You have two choices if you go and see the film La La Land.
You can go with the attitude: “It’s received so much hype and so many awards, it can’t possibly live up to expectations; it feeds into Hollywood’s self-obsessions; there are much more worthy films out there.”
Or you can do what I did: Go with it; suspend all cynicism at the door; give yourself over to a ridiculous riot of romantic, old-school musical nonsense.
If you do the latter, believe me – you will thank yourself. You will come out of the cinema yearning for a time when yearning was a thing and people could break into a song and dance routine at the drop of a hat.
It is joyous and old-fashioned and I make no apologies for being grateful for a film that had no baddies, no violence and not even any swearing (that I noticed anyway).
Heaven knows, I am a cynic of great repute but I totally bought into the gentle will-they-won’t-they? romance of the storyline.
I have to include a caveat here: please don’t try and persuade anyone who hates musicals to accompany you to this film.

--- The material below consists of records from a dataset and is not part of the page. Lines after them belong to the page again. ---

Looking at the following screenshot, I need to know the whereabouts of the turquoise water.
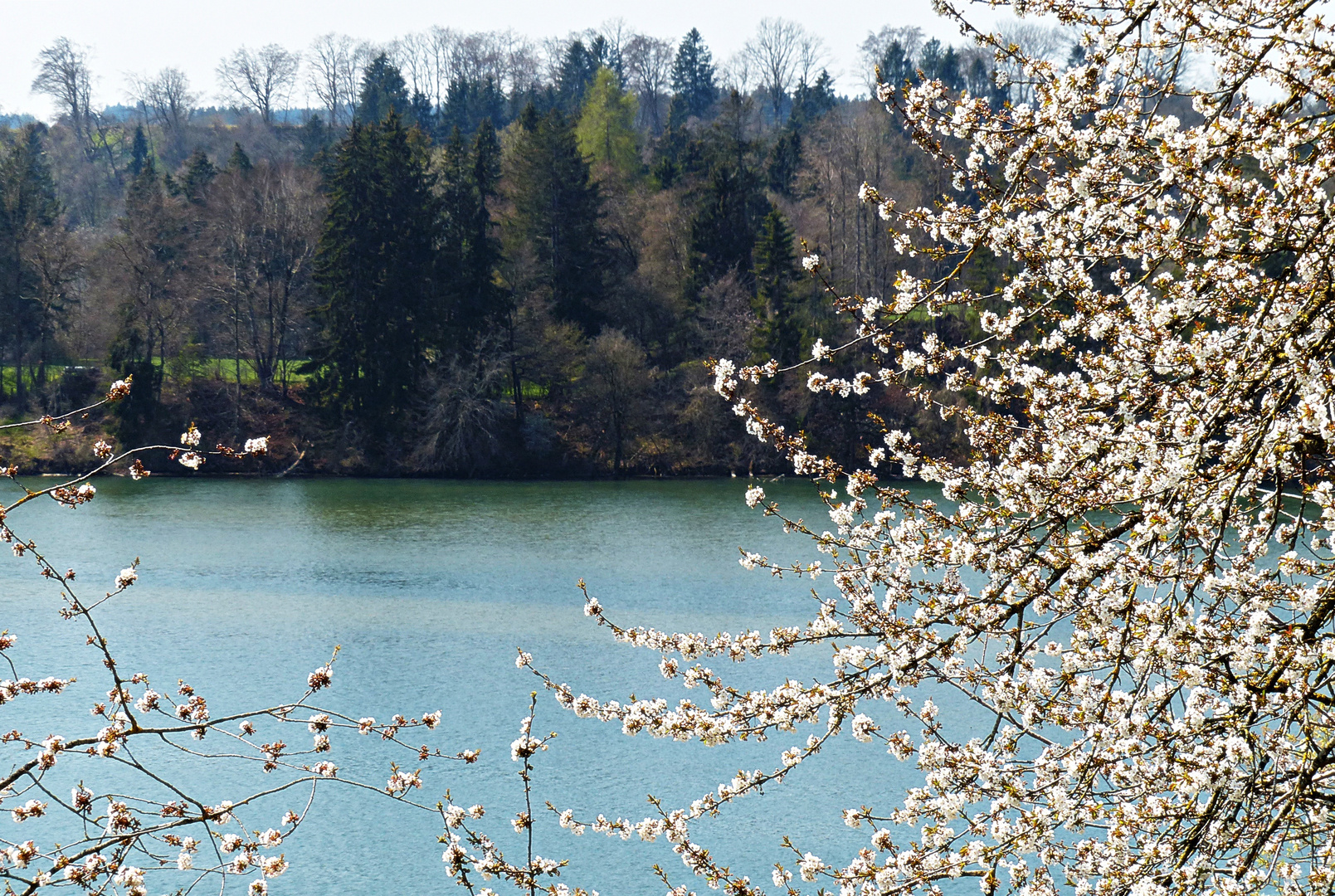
[0,480,975,896]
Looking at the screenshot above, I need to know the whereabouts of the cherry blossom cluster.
[0,392,483,896]
[483,0,1335,896]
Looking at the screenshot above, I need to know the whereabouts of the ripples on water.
[0,480,972,896]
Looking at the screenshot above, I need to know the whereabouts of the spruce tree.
[129,125,149,178]
[765,129,802,197]
[439,129,504,332]
[355,53,412,124]
[671,28,719,118]
[555,40,599,116]
[507,107,609,333]
[877,40,917,90]
[753,208,802,364]
[227,143,251,173]
[0,124,60,402]
[575,66,640,175]
[309,111,439,435]
[178,147,216,204]
[787,68,838,131]
[691,90,769,287]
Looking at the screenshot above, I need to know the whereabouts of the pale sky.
[0,0,987,118]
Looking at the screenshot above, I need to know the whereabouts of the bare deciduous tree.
[307,32,359,129]
[859,26,923,94]
[32,37,92,153]
[622,35,677,134]
[741,19,824,121]
[131,68,199,161]
[204,162,322,390]
[217,44,302,124]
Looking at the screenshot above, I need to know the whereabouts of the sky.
[0,0,982,120]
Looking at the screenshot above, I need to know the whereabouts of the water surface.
[0,480,972,896]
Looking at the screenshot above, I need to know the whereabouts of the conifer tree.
[355,53,414,124]
[227,143,251,173]
[439,123,504,334]
[129,125,149,178]
[691,90,769,287]
[877,40,917,88]
[509,107,607,331]
[671,28,719,118]
[575,66,640,175]
[0,124,60,402]
[555,40,599,114]
[753,208,802,364]
[309,111,439,435]
[178,145,216,204]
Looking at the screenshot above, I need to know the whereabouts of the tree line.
[0,20,1089,475]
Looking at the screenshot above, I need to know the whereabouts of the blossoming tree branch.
[0,389,482,896]
[440,0,1335,896]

I was aware from the beginning of the movie that it would be Mr P’s worse nightmare.
As my regular reader knows, he has a strict checklist for films he is willing to sit through. Ideally, they should have at least one car chase, aliens or space travel, no kissing and – crucially – absolutely no singing or dancing. Phew – he dodged a bullet there.
The only sour note of the film for me came courtesy of Ryan Gosling’s piano playing, having heard that he’d taught himself to play, from scratch, in four months flat.
Four months? Do you know how long I’ve been sticking at it? My middle-aged crisis learning of the piano is still proving a challenge.